Ardından Amerika’daki otomobil endüstrisi çöktü. Özellikle Detroit kenti büyük bir ekonomik sıkıntıya girdi. İşsizlik arttı ve bölge yavaş yavaş yaşayanları tarafından terk edildi. Geniş bir alana yayılmış olan şehir, nüfusunun önemli bir kısmını kaybettiğinde boş arsalar ve terkedilmiş evler gerçekliği ile karşılaştı.
Yaşananların ardından Detroit Belediyesi ekonomik olarak çöktü ve bundan dolayı iflasını ilan etmek zorunda kaldı. Dolayısıyla iflasını veren şehrin yönetiminde artık merkezi hükümet de söz sahibiydi. Bu durumdan rahatsız olan Detroit belediyesi ise tüm gücüyle kent ekonomisini canlandırmak için çalışmalara koyuldu.
Bunlardan bazıları şunlardı:
- Şehrin merkezinde kalan boş araziler tarımsal alanlar olarak kullanılmaya başlandı. Şehir içi kentsel tarım ve üretimle kent ekonomisine katkı sağlamak hedeflendi.
- Endüstri şirketlerine kolaylık sağlandı, otomobil olmasa bile endüstrinin tekrar şehre dönmesi için inisiyatif alındı.
- Şehir Planlamacılarından oluşan bir ekiple imar planı revizyonuna gidildi.
- Boş arsaları değerlendirip ticareti canlandırmak için teşvikler verildi.
İflas etmiş olan Detroit şehri, çareyi esnafına yeni vergiler yüklemekte aramadı. Bunun yerine ekonomiyi canlandıracak adımları atarak esnafı güçlendirme yolunu tercih etti.

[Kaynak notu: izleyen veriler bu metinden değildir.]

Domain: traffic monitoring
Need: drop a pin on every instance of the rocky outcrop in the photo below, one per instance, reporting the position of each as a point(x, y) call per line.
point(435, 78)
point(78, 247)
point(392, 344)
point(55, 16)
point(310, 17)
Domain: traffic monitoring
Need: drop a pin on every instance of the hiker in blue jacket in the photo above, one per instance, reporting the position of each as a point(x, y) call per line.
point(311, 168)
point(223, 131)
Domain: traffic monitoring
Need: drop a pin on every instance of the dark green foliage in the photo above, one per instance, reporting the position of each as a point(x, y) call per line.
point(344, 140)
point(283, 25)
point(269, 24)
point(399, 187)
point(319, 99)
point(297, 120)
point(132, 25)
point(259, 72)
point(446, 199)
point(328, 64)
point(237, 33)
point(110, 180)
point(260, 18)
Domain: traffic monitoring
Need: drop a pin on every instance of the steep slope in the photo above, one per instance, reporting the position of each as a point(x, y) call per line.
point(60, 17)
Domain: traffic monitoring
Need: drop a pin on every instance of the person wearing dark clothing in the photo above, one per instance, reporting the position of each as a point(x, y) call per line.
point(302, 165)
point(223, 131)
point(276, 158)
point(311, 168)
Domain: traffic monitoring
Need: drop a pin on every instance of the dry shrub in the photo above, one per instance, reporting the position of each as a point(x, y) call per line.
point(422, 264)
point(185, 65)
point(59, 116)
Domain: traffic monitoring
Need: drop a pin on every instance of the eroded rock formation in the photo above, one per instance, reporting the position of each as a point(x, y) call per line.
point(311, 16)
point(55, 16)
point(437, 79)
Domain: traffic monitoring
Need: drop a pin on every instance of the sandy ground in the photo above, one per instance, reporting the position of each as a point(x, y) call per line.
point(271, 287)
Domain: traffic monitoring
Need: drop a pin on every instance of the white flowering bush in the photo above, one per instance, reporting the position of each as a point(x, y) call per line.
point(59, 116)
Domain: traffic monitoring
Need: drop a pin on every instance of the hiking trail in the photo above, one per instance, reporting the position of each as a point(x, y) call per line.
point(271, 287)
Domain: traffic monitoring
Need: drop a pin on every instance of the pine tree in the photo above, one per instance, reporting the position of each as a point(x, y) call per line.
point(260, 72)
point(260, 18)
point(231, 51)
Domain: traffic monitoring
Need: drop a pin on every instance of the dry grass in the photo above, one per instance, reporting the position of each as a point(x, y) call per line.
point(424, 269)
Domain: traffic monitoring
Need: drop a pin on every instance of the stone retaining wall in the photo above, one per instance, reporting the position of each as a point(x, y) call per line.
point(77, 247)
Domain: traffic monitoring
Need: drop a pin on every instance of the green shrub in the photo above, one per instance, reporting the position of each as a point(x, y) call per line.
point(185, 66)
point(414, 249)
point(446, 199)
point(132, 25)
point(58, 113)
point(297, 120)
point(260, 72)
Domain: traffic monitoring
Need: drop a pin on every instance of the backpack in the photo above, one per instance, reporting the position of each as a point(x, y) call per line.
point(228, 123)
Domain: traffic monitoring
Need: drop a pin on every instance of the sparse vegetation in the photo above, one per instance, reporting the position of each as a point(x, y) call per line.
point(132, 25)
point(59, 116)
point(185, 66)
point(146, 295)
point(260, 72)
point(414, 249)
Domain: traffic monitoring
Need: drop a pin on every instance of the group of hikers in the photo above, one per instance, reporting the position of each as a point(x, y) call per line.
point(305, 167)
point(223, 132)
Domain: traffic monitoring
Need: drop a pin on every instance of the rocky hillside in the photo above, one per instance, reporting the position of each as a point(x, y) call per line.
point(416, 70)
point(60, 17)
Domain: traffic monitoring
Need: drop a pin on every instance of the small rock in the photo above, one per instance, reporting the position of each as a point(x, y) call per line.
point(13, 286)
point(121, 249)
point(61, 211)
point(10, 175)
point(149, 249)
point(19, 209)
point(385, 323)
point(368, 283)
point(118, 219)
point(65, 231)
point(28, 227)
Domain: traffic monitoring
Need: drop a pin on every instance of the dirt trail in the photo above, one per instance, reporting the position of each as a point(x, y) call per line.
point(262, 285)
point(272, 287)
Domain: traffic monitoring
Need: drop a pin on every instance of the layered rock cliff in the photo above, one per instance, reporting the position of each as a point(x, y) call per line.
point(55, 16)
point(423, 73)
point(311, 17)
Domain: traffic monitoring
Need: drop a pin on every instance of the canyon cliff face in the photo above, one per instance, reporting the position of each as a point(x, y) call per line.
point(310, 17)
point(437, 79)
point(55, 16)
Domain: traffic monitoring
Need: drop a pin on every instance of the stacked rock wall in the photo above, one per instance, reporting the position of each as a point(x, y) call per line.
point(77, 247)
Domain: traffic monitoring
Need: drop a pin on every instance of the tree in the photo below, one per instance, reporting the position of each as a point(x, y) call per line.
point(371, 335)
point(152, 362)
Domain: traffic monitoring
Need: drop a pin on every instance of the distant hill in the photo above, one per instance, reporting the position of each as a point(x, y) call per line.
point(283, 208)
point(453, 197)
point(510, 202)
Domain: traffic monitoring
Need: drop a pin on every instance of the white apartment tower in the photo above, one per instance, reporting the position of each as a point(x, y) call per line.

Dahası iflasını ilan ettiği halde, yerel yönetimlerin özerkliği bilinciyle merkezi hükümetten bağımsız çözümler üretmek üzerine kolları sıvadı.
Bizler ise Lefkoşa’da, giderimizi azaltacak önlemleri almadan, bu işin ancak merkezi hükümet ile çözüleceğini, merkezi hükümetin olaya el atması gerektiğini ve buna ek olarak da belediyeler yasasının değişerek vergilerin yükseltilmesine ihtiyaç olduğunu savunuyoruz.
Lefkoşa halkı ise aldığı asgari ölçüdeki belediyecilik hizmetinden ve vergi yükünün altında ezilmekten bıktı. Bugün artık Lefkoşa’ya kış gelmiş ve ağustos ayı geçmiş olsa da, Lefkoşa Türk Belediyesinde sorumlu siyaset yapmak için hala geç kalmış sayılmayız.
Siyasi kariyer hedeflerimizi, popüler olma arzumuzu ve hırslarımızı bir kenara koyarak bu yıl görüşeceğimiz toplu iş sözleşmesinde cesaretli olmalı ve giderimizi de azaltacak adımlar atmalıyız.
Sayın Harmancı’nın seçim kitapçığında vadettiği gibi “Düzlüğe çıkaracak ve sürdürülebilir ekonomik yapı oluşturacak formül şüphesiz mümkündür”
Bunun için ihtiyaç ise biraz istek, biraz irade ve bolca CESARET.